How AI-agent tool calls fall under the Trust Services Criteria — what auditors ask, where default setups fall short, and the controls that produce the evidence.
QUICK ANSWERSOC 2 has no AI module. MCP tool calls are tested under the existing Common Criteria — logical access (CC6.1–6.3), monitoring (CC7.2–7.3), change management (CC8.1). The recurring finding: privileged actions must trace to an identifiable person, and a shared API key is not attribution.
A protocol can’t “be SOC 2 compliant” any more than HTTP can — the audit tests your controls over your deployment: the AI clients, the servers they reach, and everything in between. Three things put that traffic in scope.
A tools/call reaches the database, repo or payment API behind the tool. That is CC6 territory: access must be mediated, inventoried and attributable.

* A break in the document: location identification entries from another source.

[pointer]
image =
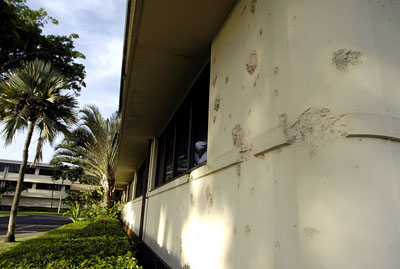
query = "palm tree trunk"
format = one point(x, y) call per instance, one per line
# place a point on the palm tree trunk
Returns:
point(10, 236)
point(106, 194)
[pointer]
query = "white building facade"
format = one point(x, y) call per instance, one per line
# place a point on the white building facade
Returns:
point(299, 167)
point(41, 191)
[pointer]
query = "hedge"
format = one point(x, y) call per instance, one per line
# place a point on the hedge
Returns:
point(83, 244)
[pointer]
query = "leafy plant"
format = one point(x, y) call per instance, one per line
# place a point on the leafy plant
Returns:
point(83, 244)
point(74, 211)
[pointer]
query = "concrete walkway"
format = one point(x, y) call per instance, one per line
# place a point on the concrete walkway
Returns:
point(32, 224)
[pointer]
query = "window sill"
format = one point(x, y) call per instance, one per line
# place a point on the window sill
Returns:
point(170, 185)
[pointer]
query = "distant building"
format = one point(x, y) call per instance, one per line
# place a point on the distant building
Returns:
point(41, 190)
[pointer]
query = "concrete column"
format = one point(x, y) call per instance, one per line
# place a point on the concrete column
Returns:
point(321, 80)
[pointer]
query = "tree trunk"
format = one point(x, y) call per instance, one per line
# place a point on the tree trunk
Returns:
point(106, 194)
point(10, 236)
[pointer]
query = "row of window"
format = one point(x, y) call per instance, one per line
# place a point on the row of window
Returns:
point(39, 186)
point(28, 170)
point(183, 144)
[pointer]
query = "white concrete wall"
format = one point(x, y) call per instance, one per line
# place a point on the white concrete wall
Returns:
point(36, 197)
point(303, 158)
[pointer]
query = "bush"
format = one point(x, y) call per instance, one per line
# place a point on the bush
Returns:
point(83, 244)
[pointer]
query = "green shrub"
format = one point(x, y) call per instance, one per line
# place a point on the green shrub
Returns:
point(74, 211)
point(83, 244)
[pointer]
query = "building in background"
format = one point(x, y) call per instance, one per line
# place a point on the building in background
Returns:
point(41, 191)
point(262, 133)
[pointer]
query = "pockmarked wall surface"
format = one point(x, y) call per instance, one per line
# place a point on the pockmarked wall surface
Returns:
point(303, 144)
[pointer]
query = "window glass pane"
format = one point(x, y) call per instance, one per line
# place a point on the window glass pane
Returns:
point(27, 185)
point(46, 172)
point(160, 160)
point(169, 155)
point(13, 169)
point(11, 183)
point(200, 119)
point(139, 182)
point(57, 187)
point(182, 139)
point(43, 186)
point(30, 171)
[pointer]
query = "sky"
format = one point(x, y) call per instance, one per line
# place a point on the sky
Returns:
point(100, 26)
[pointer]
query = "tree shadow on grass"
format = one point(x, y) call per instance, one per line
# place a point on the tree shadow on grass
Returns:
point(76, 244)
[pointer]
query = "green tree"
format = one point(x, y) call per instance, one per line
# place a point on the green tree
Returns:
point(22, 40)
point(33, 96)
point(93, 147)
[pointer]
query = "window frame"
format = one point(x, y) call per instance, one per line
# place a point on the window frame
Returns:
point(160, 178)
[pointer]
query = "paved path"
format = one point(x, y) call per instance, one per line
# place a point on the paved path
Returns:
point(33, 224)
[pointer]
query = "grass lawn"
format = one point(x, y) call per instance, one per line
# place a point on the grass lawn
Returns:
point(7, 213)
point(24, 213)
point(4, 247)
point(84, 244)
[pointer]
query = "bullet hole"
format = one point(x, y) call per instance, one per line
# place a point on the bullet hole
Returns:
point(192, 199)
point(253, 4)
point(238, 169)
point(243, 10)
point(252, 62)
point(311, 233)
point(209, 197)
point(214, 81)
point(217, 102)
point(237, 135)
point(344, 58)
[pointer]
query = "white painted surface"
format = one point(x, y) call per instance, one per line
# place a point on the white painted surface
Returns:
point(327, 200)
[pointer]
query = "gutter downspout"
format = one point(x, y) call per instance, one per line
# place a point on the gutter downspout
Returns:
point(144, 193)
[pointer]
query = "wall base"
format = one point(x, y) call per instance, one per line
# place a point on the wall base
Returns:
point(145, 255)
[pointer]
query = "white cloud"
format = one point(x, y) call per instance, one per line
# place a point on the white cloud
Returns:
point(100, 26)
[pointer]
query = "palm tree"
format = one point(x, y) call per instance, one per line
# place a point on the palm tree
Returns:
point(93, 147)
point(32, 96)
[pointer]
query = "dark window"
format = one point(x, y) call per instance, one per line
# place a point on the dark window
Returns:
point(46, 172)
point(13, 169)
point(142, 174)
point(50, 187)
point(11, 183)
point(183, 144)
point(30, 171)
point(27, 185)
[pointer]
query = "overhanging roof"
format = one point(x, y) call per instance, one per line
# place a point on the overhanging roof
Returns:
point(167, 43)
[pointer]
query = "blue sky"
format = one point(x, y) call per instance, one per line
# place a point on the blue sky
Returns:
point(100, 26)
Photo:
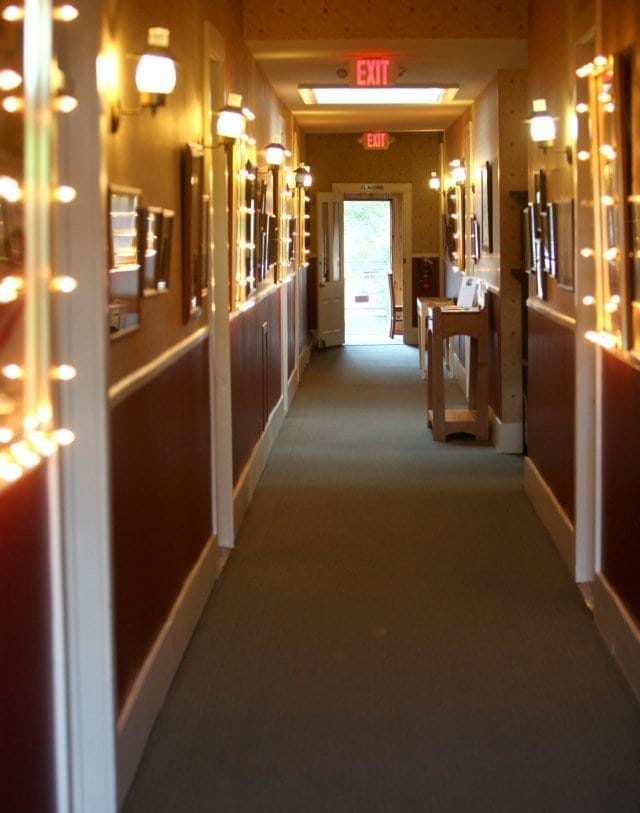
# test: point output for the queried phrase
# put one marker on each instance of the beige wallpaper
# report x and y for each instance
(348, 19)
(551, 77)
(339, 158)
(145, 152)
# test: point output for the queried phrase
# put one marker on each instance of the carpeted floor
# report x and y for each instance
(393, 633)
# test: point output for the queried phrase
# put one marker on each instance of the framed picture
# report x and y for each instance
(475, 239)
(250, 200)
(164, 250)
(124, 279)
(486, 206)
(150, 225)
(564, 243)
(528, 239)
(192, 229)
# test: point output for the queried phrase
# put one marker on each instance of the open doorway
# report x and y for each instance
(368, 261)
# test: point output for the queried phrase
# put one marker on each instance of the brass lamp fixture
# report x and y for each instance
(542, 128)
(303, 176)
(155, 76)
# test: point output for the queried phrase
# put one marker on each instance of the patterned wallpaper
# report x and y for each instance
(349, 19)
(339, 158)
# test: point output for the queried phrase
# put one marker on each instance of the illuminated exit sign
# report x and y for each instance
(375, 141)
(373, 72)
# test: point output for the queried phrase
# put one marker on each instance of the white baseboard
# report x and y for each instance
(154, 679)
(304, 357)
(292, 386)
(551, 513)
(619, 630)
(250, 477)
(506, 437)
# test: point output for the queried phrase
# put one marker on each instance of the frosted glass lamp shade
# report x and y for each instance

The 2022 points of focus direct auditors to evaluate all actor types, not just employees. Agents get the same provisioning, least-privilege and review expectations as privileged service accounts.
Current auditor commentary favours deployments where every identity is registered, every call mediated by policy, every verdict recorded — what a gateway produces by construction.
For each criterion: what it requires, the question asked of your AI traffic, the default-setup gap, and the control that closes it.
Logical access security software and architectures over protected information assets, starting with identifying, inventorying and classifying those assets.
Each tool call is logical access to the upstream system. Is that access mediated by access-control software, and are the tools inventoried and classified by what they can do?
A shared API key in client config means no access-control layer between agent and upstream — and no inventory or risk classification of the tools exposed.
The gateway sits inline as the access-control layer; credentials stay in central custody, out of client configs; the catalogue provides the asset inventory with risk classification.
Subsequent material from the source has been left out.